That's the simple version, anyway. But Lewis doesn't tell this story simply. Instead, he deftly intercuts two time-frames. One is set in the present in the off-season resort of Mablethorpe where George keeps a seaside hideout and finds himself getting involved with Lesley, a blonde who may really be a brunette, or a brunette who may really be a blonde. The other storyline takes place in London — nicknamed The Smoke — and chronicles what happened with his wife, lawyer and sidekick that forces George to hide out in Mablethorpe. As we hopscotch between present and past, The Sea and The Smoke, we discover that George is so mired in events that he doesn't fully grasp his own story.

The same may have been true of Lewis, a self-destructive sort who died at 42. He was a boozer, a womanizer, and I've heard it said, not immune to participating in dodgy enterprises. True or not, his sense of the criminal life is utterly convincing. You won't find any debonair cat burglars in his world. He knows the appetites that drive violent men, knows the codes of honor that give the underworld a kind of morality and knows how the British ruling class has its finger in every pie — even the illegal ones.

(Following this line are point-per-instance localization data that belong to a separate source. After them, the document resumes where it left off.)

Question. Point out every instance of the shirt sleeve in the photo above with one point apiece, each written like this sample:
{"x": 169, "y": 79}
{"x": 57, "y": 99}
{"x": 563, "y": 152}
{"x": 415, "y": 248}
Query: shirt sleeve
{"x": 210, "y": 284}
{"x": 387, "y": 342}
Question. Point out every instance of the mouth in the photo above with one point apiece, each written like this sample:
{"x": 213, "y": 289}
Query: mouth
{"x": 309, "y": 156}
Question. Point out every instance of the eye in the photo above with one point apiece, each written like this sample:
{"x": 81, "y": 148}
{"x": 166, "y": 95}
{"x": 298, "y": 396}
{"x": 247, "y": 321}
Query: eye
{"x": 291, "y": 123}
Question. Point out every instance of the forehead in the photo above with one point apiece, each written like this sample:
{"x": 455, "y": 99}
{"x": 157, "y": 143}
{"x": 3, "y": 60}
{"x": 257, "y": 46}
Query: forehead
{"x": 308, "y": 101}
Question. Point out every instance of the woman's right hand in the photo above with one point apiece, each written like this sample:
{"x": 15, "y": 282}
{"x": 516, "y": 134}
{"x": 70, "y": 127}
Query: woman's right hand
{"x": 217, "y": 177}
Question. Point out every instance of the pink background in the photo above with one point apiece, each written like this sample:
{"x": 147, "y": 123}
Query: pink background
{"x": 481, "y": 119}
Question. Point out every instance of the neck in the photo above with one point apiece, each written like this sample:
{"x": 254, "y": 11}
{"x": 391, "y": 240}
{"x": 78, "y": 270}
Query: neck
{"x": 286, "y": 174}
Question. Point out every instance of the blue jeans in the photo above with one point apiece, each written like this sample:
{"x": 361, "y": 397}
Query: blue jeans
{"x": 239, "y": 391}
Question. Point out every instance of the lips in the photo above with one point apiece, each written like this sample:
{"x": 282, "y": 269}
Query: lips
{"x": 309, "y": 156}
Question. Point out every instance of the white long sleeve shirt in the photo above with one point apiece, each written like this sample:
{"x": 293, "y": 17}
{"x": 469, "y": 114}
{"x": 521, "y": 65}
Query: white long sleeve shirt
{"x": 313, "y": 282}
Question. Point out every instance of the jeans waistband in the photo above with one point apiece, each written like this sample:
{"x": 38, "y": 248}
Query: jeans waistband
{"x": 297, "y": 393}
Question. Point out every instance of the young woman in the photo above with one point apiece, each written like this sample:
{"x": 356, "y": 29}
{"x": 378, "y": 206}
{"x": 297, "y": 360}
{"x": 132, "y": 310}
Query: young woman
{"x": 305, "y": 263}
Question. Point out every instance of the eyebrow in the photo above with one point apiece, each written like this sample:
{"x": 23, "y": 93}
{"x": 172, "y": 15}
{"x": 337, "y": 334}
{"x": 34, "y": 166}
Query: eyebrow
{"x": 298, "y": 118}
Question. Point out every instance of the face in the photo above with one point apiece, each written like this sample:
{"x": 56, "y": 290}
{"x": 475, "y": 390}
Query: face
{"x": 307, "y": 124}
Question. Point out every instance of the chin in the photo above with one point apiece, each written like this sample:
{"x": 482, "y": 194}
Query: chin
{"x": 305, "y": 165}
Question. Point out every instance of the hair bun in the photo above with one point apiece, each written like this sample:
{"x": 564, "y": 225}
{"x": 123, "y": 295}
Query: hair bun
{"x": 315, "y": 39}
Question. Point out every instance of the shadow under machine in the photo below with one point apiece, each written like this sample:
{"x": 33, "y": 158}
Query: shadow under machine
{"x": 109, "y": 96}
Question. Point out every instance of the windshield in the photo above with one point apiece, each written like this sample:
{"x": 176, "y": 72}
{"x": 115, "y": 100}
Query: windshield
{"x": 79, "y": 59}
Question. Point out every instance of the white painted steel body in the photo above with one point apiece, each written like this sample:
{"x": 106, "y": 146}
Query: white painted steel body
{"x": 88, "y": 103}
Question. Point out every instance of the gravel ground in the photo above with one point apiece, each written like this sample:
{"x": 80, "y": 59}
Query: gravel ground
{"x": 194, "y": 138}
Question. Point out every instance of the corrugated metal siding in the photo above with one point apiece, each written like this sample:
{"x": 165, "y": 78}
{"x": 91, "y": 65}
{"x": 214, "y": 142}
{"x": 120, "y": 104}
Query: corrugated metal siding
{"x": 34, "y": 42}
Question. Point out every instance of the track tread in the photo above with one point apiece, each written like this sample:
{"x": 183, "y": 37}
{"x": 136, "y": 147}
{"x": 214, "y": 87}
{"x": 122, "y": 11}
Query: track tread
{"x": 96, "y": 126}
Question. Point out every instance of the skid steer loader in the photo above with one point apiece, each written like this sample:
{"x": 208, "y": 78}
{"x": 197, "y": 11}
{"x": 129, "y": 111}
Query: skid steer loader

Not one to glamorize criminals, Lewis is brilliant at showing us the seedy world they inhabit. Get Carter is one of the best-ever fictional portraits of a small, industrial English city with its tawdry shops, dingy rooming houses, and suffocating air of decline from something that wasn't that great to begin with. It's matched by the disillusioned pungency of GBH's vision of off-season Mablethorpe with its talent-challenged cabaret, shuttered amusement park, and gigantic hotel bar that George describes as having "all the charm of a crematorium." Lewis really knows — and feels — the places he's writing about.

And his work cuts to the bone, both literally and metaphysically. At his best, he achieves something only a handful of crime writers ever do — the chilling sense of cosmic fatality that links noir anti-heroes to the likes of Oedipus and Macbeth. Now, it might be a tad much to call GBH a tragedy. George lacks the requisite nobility of soul — he's a thuggish porn baron, after all. But his story is one of hubris, and it leads to an inexorable fall. The cocky George is a clever, masterful man who learns — too late, of course — that he's not quite as clever and masterful as he thought.